The recall campaign began collecting signatures in late July and has until Oct. 18 to turn in enough signatures to get a recall on the ballot in a special election. Supporters are collecting signatures to simultaneously remove all six board members – Thomas McAndrew, Mark Sheldon, Donna Rabin, Barbara Taylor, Troy Cribbins and Carma Erickson-Hurt.

The recall launched in response to recent decisions by the board. In May, the board moved to close the hospital’s highly utilized adult psychiatric unit. The board said the cost of temporary labor contributed to the decision. The closure decision spurred community outrage. ONA and UFCW members showed up to board meetings to voice opposition to the closure of the only adult psychiatric unit in the area. Their efforts helped secure grant funding, and the board reversed course, keeping the mental health unit open.

“That was an instance where the need was so great and so apparent,” said Kevin Mealy, spokesperson for ONA. “It was really shocking to nurses that the directors and the administrators were moving to shut down something that was already full, and whose importance was only going to grow as we work our way out of COVID.”

There were other signs of poor decision-making.

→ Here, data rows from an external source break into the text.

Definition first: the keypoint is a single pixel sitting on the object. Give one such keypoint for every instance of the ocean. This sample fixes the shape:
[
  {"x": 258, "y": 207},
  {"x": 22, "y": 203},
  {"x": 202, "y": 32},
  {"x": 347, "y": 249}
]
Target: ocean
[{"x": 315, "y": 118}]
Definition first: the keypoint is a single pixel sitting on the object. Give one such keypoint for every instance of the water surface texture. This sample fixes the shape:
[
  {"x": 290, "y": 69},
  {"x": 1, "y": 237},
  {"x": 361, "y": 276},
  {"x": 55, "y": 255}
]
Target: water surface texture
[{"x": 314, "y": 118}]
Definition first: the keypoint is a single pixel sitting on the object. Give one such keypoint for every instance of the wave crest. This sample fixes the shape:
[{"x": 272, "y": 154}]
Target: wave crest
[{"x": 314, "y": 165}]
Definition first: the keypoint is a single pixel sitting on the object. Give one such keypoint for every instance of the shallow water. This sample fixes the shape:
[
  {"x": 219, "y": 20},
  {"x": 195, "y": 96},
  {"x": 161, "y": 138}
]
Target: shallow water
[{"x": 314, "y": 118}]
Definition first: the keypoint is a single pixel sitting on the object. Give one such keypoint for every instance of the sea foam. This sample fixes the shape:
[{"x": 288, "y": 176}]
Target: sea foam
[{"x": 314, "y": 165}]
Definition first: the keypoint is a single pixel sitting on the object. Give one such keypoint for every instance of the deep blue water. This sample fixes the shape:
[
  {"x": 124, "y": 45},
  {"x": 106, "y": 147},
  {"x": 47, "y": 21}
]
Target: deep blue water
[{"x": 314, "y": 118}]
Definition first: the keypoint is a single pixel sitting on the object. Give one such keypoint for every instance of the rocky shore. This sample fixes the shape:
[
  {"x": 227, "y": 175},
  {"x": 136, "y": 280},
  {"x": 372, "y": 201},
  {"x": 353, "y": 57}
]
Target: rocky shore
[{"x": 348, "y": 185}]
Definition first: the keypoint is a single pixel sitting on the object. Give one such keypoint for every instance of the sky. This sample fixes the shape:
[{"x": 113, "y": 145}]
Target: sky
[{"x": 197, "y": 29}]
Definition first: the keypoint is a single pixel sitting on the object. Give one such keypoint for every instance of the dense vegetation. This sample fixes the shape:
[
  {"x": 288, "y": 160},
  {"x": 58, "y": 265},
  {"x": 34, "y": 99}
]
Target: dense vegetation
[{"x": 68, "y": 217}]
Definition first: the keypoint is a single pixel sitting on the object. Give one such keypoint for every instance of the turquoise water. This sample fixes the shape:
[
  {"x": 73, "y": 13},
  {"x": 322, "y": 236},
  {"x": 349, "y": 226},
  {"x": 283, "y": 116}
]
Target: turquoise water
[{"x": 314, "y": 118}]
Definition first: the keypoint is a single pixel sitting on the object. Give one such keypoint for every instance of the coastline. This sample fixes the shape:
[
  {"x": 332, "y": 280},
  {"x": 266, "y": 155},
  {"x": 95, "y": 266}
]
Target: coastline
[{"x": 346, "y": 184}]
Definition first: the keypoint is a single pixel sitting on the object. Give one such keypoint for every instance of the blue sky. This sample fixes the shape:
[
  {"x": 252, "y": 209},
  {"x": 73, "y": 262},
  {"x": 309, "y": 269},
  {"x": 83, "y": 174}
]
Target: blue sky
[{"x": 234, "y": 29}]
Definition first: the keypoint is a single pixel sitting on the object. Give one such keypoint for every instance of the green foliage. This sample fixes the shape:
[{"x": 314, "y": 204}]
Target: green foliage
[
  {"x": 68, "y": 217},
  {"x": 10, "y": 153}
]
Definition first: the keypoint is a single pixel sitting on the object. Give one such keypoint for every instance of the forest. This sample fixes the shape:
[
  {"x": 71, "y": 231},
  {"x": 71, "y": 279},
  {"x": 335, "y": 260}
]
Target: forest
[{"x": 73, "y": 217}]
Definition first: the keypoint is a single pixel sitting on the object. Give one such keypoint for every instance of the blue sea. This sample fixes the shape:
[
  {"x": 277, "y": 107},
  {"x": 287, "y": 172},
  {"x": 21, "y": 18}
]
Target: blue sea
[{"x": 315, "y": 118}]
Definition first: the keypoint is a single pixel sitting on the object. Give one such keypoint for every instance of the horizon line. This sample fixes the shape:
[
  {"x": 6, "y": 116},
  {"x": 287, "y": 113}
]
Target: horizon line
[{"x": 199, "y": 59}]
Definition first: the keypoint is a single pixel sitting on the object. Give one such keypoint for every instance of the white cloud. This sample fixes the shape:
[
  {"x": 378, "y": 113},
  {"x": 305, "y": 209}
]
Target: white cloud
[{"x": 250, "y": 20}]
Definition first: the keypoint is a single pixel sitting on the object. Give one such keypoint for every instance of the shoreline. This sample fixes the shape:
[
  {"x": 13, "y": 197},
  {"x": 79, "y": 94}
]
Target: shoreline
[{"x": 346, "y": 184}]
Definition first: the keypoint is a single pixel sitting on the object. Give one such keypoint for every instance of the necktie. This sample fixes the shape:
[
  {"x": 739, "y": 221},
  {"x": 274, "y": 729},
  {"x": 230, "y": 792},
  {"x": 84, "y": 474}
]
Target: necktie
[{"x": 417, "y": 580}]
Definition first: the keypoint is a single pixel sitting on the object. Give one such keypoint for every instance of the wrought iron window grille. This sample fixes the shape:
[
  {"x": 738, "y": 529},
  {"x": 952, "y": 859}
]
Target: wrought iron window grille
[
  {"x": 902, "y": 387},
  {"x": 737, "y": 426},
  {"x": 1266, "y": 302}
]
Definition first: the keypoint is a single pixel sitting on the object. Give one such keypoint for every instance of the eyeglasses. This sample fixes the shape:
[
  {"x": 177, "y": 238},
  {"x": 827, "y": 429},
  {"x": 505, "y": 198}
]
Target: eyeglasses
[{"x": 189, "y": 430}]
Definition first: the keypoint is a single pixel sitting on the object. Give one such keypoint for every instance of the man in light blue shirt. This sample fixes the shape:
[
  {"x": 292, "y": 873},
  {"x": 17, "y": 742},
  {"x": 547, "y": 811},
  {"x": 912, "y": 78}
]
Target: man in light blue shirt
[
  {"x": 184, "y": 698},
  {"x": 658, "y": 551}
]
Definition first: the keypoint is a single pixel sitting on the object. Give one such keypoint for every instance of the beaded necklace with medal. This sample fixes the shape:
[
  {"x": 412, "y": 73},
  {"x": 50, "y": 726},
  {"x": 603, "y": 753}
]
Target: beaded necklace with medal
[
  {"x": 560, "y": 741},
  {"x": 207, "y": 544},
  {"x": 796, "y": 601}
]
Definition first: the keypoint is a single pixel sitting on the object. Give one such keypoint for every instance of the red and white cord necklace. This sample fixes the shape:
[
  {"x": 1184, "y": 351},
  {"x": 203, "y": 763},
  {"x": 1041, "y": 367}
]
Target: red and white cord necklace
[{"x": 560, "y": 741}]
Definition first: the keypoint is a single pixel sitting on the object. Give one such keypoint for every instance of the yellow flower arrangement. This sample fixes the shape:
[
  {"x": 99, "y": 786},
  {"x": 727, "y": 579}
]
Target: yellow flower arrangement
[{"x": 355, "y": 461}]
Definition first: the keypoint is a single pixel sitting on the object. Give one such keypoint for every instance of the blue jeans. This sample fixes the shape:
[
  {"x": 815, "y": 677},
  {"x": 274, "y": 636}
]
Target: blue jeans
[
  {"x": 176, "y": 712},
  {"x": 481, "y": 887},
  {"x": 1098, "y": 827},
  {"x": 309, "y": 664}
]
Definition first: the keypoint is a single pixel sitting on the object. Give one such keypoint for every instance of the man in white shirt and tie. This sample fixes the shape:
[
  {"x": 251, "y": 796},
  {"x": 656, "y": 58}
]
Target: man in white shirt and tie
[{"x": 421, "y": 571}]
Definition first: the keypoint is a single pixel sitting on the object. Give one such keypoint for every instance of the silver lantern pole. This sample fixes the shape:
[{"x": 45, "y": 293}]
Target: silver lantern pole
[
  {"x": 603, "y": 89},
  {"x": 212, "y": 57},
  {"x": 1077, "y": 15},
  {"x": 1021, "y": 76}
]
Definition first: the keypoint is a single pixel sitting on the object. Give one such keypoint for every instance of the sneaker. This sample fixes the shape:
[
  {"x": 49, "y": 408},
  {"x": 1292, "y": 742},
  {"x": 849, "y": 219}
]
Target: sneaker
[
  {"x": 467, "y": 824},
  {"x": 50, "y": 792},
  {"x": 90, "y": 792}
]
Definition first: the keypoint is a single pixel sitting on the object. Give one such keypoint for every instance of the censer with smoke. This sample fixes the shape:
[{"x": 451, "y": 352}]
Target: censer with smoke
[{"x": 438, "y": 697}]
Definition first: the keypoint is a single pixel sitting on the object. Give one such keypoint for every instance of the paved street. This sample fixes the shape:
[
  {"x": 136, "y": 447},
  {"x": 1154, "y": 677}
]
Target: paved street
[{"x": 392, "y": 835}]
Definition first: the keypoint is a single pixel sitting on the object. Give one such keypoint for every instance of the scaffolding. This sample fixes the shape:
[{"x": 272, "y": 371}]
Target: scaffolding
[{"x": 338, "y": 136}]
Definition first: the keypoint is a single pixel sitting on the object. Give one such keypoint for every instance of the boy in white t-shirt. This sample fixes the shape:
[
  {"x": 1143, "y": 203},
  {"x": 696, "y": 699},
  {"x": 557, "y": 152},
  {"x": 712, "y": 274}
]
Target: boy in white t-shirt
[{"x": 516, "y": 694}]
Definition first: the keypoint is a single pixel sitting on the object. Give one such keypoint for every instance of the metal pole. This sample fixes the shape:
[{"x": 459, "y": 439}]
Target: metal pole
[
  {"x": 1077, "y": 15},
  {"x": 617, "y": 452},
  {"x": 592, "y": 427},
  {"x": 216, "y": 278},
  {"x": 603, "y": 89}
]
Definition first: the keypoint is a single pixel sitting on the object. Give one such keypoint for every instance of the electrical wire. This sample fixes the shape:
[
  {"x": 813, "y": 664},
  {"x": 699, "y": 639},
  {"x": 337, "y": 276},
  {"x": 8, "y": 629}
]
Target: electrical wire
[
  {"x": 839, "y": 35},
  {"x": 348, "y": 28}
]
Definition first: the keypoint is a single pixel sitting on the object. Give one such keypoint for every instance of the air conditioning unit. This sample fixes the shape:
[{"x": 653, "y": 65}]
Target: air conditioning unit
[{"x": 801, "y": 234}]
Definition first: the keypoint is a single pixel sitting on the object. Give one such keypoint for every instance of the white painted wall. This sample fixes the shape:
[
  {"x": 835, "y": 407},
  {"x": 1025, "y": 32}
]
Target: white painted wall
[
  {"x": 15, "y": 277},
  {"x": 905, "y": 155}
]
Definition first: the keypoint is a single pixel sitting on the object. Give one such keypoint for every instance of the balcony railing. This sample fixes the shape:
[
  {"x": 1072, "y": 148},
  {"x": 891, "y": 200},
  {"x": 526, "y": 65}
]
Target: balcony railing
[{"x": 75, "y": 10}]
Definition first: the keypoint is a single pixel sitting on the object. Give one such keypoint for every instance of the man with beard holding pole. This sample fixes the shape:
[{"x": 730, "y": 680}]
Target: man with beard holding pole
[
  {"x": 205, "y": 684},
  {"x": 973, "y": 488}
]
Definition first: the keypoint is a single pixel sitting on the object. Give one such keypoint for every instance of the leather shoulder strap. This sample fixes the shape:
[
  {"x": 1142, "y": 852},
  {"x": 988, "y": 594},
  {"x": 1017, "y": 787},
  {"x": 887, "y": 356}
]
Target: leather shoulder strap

In May, board members hired a new chief operating officer, only to fire him days later when they learned he had been convicted of and served jail time for defrauding health care companies in the past. UFCW spokesperson Miles Eshaia says a simple Google search would have revealed the previous conviction and that it only came to light when a hospital worker researched the executive online.

ONA’s support for the recall also stems from nurses’ recent contract negotiations with management. Bargaining went on for more than 300 days, during which management (represented by anti-union law firm Bullard Law) repeatedly tried to go around the union and deal directly with workers, Mealy says. The hospital in July signed an Employment Relations Board consent order admitting it unilaterally implemented new contract provisions even after nurses voted twice to reject that proposal.

Mealy says bargaining ended with a good contract for nurses, but that management displayed a basic lack of understanding of federal labor law.

Mike Selvaggio, a lobbyist for UFCW who’s working on the campaign, said in mid-September supporters had collected between 75% and 80% of the roughly 2,800 signatures needed for each board member’s recall to move forward.


  1. This story is full of misinformation. The Mental Health unit was not full, nor had it been in the previous year due to yhe inability for patients needing services at the state hospital not being able to be tranferred out to that facility. This is a negotiation ploy by the union that has real life adverse affects on people in our community by unions not based in our community.